In un editoriale pubblicato ieri dal New York Times Griffiths scrive: “Il popolo dello Yemen ne ha avuto abbastanza. In oltre tre anni di guerra sono state uccise migliaia di persone, sfollate più di 500.000, è esplosa un'epidemia mortale di colera e circa 14 milioni di yemeniti sono sull'orlo della carestia.

Nel disperato tentativo di sfuggire alla fame, di ricongiungersi ai propri cari, di piangere i morti, di salvare il futuro dei propri figli, gli yemeniti stanno raccogliendo semi sparsi di speranza che questo conflitto possa finire.

Giovedì, per la prima volta in due anni, il governo dello Yemen siederà con Ansar Allah, conosciuti come Houthi in Svezia. Ci sono volute molte false partenze e opportunità mancate prima che le due parti accettassero di incontrarsi e ci offrissero un barlume di speranza per ricominciare un processo di pace in Yemen. È un inizio importante vedere le parti coinvolte nel conflitto sedersi insieme e parlare – un dialogo che richiede da parte di entrambe di sospendere la loro fiducia nella possibilità di una vittoria ottenuta con le armi”.

“Credo che l'incontro di questa settimana in Svezia possa portare buone notizie per Hudayda e per il popolo dello Yemen" - prosegue Griffiths - "Stiamo lavorando per giungere a un accordo che risparmi sia alla città che al porto, garantendone il pieno funzionamento, la minaccia della distruzione.
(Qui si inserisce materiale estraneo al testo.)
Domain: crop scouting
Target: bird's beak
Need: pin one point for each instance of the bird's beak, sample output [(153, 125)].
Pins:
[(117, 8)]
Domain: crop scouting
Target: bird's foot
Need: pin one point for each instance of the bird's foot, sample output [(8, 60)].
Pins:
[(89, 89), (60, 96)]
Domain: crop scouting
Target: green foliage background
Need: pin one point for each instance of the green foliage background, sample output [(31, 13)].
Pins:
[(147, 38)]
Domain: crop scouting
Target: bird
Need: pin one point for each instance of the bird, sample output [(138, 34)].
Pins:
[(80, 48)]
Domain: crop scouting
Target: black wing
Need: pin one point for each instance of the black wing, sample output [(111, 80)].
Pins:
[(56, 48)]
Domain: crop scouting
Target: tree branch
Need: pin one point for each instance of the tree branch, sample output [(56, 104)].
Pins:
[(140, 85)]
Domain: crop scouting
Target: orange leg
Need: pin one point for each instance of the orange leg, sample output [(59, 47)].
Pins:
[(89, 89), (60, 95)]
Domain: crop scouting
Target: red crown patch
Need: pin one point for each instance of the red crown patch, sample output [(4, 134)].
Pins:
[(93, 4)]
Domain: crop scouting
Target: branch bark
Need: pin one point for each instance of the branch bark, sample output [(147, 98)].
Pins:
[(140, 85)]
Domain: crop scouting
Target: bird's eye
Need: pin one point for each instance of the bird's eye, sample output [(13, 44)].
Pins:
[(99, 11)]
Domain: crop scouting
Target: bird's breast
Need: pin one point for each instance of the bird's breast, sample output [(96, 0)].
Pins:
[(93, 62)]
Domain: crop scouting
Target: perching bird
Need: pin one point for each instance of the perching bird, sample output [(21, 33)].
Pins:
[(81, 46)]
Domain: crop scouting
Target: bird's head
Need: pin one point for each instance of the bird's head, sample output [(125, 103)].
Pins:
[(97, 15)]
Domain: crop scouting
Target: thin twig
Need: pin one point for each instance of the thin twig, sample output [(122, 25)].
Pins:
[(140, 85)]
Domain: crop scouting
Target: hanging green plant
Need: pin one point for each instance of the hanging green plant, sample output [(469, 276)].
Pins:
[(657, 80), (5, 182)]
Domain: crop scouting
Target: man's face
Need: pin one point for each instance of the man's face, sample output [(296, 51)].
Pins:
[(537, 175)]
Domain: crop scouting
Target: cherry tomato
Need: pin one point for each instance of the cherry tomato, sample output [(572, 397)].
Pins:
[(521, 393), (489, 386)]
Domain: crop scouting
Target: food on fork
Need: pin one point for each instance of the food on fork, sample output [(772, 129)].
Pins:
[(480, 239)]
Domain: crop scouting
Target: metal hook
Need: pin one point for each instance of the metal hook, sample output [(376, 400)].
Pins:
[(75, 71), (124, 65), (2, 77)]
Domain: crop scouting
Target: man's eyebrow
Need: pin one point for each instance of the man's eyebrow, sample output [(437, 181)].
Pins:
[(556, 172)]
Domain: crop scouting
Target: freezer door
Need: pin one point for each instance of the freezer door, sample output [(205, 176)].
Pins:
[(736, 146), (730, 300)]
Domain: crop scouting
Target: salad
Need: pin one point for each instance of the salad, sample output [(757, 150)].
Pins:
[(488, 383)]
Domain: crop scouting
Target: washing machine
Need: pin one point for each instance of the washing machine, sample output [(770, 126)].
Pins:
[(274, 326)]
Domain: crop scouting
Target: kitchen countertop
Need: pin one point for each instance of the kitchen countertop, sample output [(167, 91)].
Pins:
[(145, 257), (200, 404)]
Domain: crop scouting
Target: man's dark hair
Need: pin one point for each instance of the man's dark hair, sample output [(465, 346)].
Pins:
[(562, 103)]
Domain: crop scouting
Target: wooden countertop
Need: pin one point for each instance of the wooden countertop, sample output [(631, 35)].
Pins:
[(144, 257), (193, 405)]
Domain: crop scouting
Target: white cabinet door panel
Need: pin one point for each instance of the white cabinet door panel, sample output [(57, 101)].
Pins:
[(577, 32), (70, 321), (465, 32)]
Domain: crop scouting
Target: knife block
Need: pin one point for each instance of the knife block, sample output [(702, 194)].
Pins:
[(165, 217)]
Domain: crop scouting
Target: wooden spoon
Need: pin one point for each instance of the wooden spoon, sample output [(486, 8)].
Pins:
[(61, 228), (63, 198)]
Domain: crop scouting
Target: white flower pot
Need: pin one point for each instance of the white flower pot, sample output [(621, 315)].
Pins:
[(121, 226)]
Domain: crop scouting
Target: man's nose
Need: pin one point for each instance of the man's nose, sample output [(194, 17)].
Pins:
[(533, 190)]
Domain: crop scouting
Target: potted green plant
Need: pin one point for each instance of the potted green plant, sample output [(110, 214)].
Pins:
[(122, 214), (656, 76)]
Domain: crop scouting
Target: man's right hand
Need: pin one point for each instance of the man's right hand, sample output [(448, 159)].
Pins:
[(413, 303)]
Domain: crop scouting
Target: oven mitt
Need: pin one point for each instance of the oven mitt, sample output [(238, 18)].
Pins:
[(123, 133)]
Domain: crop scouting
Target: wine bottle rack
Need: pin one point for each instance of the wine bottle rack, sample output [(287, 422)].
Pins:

Raggiungere un simile accordo non solo metterà fine alle battaglie, ma salverà anche da ostruzioni e distruzioni il principale canale umanitario per il popolo dello Yemen. Ciò contribuirà a garantire che l'incombente spettro della carestia sia cacciato via”.

Mercoledì scorso, al termine del suo viaggio in Yemen, Geert Cappelaere, direttore UNICEF per il Medio Oriente e Nord Africa, in una dichiarazione ha affermato che la sofferenza dei bambini in Yemen è totalmente creata dall'uomo.

“Il bilancio di quasi quattro anni di combattimenti in tutto lo Yemen è sconvolgente, con oltre 2.700 bambini reclutati per combattere la guerra. Oltre 6.700 bambini sono stati uccisi o gravemente feriti. Circa un milione e mezzo di bambini è stato sfollato, molti di loro vivono una vita che è una semplice parvenza di ciò che dovrebbe essere l'infanzia. Oggi, in Yemen, ogni notte, 7 milioni di bambini vanno a dormire affamati. Ogni giorno 400.000 bambini affrontano una malnutrizione acuta pericolosa per la loro vita, potendo morire in qualsiasi momento. Più di 2 milioni di bambini non vanno a scuola, chi la frequenta deve spesso accontentarsi di un'istruzione di scarsa qualità in aule sovraffollate. Solo quando si interagisce direttamente con questi bambini ci si rende conto delle molteplici e profonde cicatrici che portano. Dietro i numeri, ci sono bambini con nomi, volti, famiglie, amici, storie, sogni infranti e vite spezzate”.

"Questi numeri - e le storie che ci sono dietro – interessano a qualcuno?", si chiede Cappelaere. "Avrebbero dovuto scuotere il mondo e spingerlo a muoversi  molto tempo fa".